The job of this team is to establish the business needs, functional needs, interactions with existing systems and develop a few candidate ERP systems that they would want to interview. In the interest of clarity, business needs are things like Profit and loss (P&L) statements and Balance sheets. Functional needs are things like entering orders, and verifying shipments. Often it helps for departments to flow chart their processes marking what data they need (inputs) and what data they provide to the organization (outputs). It’s not unusual to find either duplicates of data being sent or data that gets sent but doesn’t drive anything. These are opportunities to improve the system either now or at the implementation phase. Interacting with existing systems refers to input or output devices like bar code scanners, label printers, or special product marking requirements.

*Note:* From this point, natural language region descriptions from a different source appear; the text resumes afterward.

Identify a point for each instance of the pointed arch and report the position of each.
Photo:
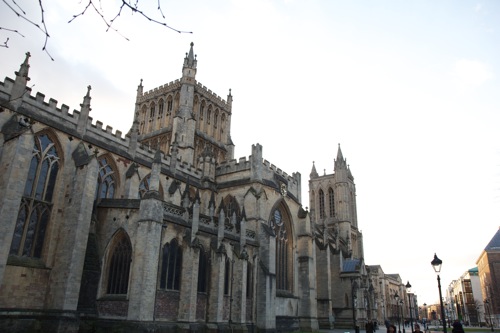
(170, 104)
(118, 264)
(171, 266)
(203, 271)
(231, 210)
(176, 102)
(161, 107)
(144, 186)
(331, 202)
(281, 222)
(143, 120)
(321, 198)
(37, 200)
(227, 276)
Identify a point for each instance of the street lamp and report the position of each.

The team should quickly develop a sense of the scope of what needs to be covered and then research the available ERP systems. Part of the research should include talking to other companies that are about the same size and see if they have undergone an ERP conversion and what their takeaways were. It is also important to take into account whether to use a cloud-based system or to use your own servers. A goal should be at least three companies to interview about their ERP offer. This interview should be a conference, not a classroom. At the end of the process the objective is to estimate a budget for implementation. Don’t forget to include user training, whether implementation is done by in-house personnel or an outside contractor. Allow at least three months of customer support after "Go Live".

Keep in mind that during implementation, there may be a drop in efficiency. Most companies handle that by pre-building orders where possible. With a realistic budget and an estimate of the efficiencies and value, the team can present cost of ownership and ROI (Return on Investment), and a specific recommendation. You can move ahead with confidence knowing that the combined experience has informed the recommendations your team has developed.